Pattern discovery is a general technique to derive patterns from the data itself, without using explicit knowledge about the data. Previously, I described how to discover patterns in Solvency 2 data, for example that values of column x are most of the time or (almost) always equal to the values of column y, or higher, or lower, etc. I also showed how to find columns whose values are the sum of values of other columns, which often occurs in financial reports.

Here I will take pattern discovery one step further and discover constant ratios between values of columns.

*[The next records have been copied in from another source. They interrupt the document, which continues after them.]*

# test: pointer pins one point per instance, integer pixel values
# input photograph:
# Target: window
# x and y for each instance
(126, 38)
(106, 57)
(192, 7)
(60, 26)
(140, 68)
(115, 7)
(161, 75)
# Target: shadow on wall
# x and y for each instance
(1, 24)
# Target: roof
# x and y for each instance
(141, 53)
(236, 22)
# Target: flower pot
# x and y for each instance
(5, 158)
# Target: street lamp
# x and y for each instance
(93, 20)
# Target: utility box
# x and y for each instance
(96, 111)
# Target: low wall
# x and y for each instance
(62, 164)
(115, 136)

That is, patterns where the quotient between values of two columns equals a constant.

An example will clarify this. We take the own funds data of Dutch insurance undertakings (sheet 20 of the Excel file) and select the last year of data.

df = get_sheet(20) df = df.xs(datetime(2017,12,31), axis = 0, level = 1, drop_level = False)

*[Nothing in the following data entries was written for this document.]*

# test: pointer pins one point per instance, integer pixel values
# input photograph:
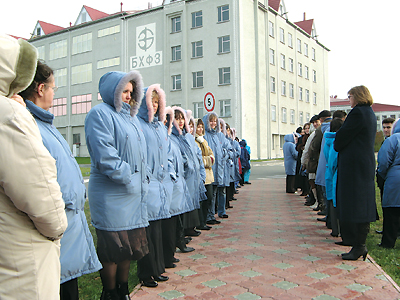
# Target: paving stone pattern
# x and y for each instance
(270, 247)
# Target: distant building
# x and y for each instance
(382, 111)
(245, 60)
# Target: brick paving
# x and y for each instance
(270, 247)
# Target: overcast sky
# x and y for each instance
(362, 36)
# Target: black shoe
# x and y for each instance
(149, 282)
(161, 278)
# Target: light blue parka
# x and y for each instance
(78, 254)
(160, 187)
(118, 180)
(389, 167)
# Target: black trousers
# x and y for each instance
(69, 290)
(391, 225)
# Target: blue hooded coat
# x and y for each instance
(289, 154)
(118, 180)
(158, 148)
(215, 140)
(389, 167)
(77, 254)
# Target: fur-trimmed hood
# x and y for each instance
(146, 107)
(112, 84)
(169, 117)
(18, 61)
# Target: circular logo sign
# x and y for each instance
(209, 102)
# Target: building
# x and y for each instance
(243, 59)
(382, 111)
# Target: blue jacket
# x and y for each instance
(118, 180)
(289, 154)
(78, 254)
(155, 133)
(389, 168)
(330, 156)
(215, 138)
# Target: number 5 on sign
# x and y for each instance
(209, 102)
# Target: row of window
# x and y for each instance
(224, 77)
(197, 19)
(299, 47)
(291, 116)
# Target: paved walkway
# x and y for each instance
(271, 247)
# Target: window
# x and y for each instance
(290, 40)
(283, 61)
(284, 117)
(176, 24)
(282, 35)
(82, 43)
(197, 49)
(58, 49)
(271, 29)
(109, 31)
(223, 13)
(283, 88)
(272, 84)
(176, 82)
(81, 104)
(81, 73)
(197, 19)
(291, 65)
(306, 49)
(306, 72)
(273, 113)
(291, 90)
(110, 62)
(224, 75)
(197, 79)
(198, 110)
(300, 93)
(60, 77)
(225, 108)
(59, 107)
(176, 53)
(272, 56)
(224, 44)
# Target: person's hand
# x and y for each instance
(19, 99)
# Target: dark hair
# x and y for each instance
(335, 124)
(339, 114)
(43, 74)
(388, 120)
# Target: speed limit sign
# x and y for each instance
(209, 102)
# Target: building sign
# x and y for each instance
(146, 54)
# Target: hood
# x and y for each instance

Now we run the generate-function from the insurlib package on Github. The generate-function allows the parameter pattern = “ratio”. Make sure the minimum support is higher than one otherwise you end up with a lot of ratio-patterns. Patterns are generated with the following code, with minimum support 3 and minimum confidence 10%.

rules = patterns.generate(dataframe = df, pattern = "ratio", parameters = {"min_confidence": 0.1, "min_support": 3})) rules = list(rules)

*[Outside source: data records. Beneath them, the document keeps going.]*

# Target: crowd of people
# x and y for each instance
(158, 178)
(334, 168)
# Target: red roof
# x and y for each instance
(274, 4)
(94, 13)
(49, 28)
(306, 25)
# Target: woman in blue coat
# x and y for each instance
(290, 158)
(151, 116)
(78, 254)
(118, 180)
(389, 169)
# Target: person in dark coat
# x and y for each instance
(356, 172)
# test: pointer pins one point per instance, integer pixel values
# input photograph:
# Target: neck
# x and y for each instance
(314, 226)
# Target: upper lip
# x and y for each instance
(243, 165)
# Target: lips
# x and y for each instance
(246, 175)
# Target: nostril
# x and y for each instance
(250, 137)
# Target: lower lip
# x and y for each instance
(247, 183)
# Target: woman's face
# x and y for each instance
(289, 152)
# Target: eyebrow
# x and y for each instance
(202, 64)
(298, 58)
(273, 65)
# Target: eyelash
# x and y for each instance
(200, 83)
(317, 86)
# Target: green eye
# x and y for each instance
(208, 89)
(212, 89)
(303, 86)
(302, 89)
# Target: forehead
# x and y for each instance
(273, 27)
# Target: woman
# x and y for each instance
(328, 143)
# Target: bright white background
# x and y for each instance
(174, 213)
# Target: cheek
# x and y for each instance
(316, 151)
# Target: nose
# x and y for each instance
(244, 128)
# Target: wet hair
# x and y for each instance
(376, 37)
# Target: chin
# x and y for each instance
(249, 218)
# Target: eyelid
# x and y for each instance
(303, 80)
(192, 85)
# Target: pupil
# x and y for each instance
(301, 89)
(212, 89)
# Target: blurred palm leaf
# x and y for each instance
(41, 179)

The first two patterns in the list are

['ratio', '9/20', ['mcr , total', 'scr , total']], 19, 120, 0.1367]

and

['ratio', '1/4', ['mcr , total', 'scr , total']], 36, 103, 0.259]

The two patterns state that the quotient between the values of the columns ‘mcr , total’ and ‘scr , total’ is 9/20 in 19 cases with confidence of almost 14% and is 1/4 (with 120 exception to this rule) is 36 cases with confidence of almost 26% (with 103 exceptions). In Solvency 2, the acronym MCR stands for Minimum Capital Requirement, and SCR stand for Solvency Capital Requirement (the solvency 2 risk-based capital requirement with VaR 99,5%). So the identified ratios are 9/20 (i.e. 45%) and 1/4 (i.e. 25%).

It is not desirable that the MCR is too low or too high in relation to the SCR. Solvency 2 legislation therefore prescribes that the MCR is bounded between 25% and 45% of the SCR. We see that these legal boundaries are found in the data itself. We have 36 insurance undertakings where the ratio is 25%, 19 undertaking where the ratio is 45%. The rest (should) have a ratio somewhere between 25% and 45%.

The algorithm applies a brute-force search for ratios between columns. It uses the fraction module of Python’s standard library to convert every quotient to a fraction, which enables the use of rational number arithmetic. For example

Fraction(2.25) >>> Fraction(9,4)

The fraction expression you see in the pattern definition is the string representation of the fraction object.

A common problem with dealing with quotients is that often the original data set contains quotients like 0.2499999 and 0.2500001 because values are rounded off to euros. In the fraction module, this can be overcome by putting a limit on the denominator (default is 1e7, but you can pass this as a parameter). The result is that the nearest fraction is found given the limit on the denominator.

The other rules that were found in the own funds data are

['ratio', '9/100', ['available and eligible own funds|total eligible own funds to meet the mcr , tier 2', 'scr , total']], 3, 12, 0.2] ['ratio', '1/5', ['available and eligible own funds|total eligible own funds to meet the mcr , tier 2', 'mcr , total']], 12, 3, 0.8] ['ratio', '3/20', ['available and eligible own funds|total eligible own funds to meet the scr , tier 3', 'scr , total']], 6, 15, 0.2857] ['ratio', '1/3', ['available and eligible own funds|total eligible own funds to meet the scr , tier 3', 'mcr , total']], 3, 18, 0.1429]

These ratio-patterns are boundaries on the available and eligible own funds and are prescribed by Solvency 2 legislation. In the Netherlands, they have a relatively low support because a limited number of Dutch insurance undertakings hit the legal boundaries of tier two and tier three capital.

Here we looked at the own funds data. But many more patterns of this type can be found if you run the complete data set of Dutch insurance undertakings. It takes some time but then you will find in total 121 ratio-patterns (with minimum support of 3) covering loss-absorbing capacity of deferred taxes, impact of transitional measures, operational risk capital, etc. And of course other data sets than Solvency 2 data are possible.

These ratio-patterns work well because the Solvency 2 legislation contains legal boundaries that are represented in the data. Also other nonlegal constant ratios can be found, such as entity-specific ratios. You can find ratio-patterns for each insurance undertaking separately and then signal when a pattern is violated. This would work with a relatively low limit on the denominator of the fractions, because we want to find constant ratios with a high confidence. But for this to work well you will need more than two years of data.

A brute-force approach works well for the Dutch public Solvency 2 data set (around 1270 dimensions). But for high dimensional data it will take some time because of the possible combinations. Perhaps smart ways exist to detect ratios more easily, for example via statistical correlations.

The ratio-patterns that were discovered could be related to the Solvency 2 legislation by automatically reading ratios and percents in the text. And in the same manner, entity-specific ratios could be related to the SFCR documents of that entity. But that is for future work.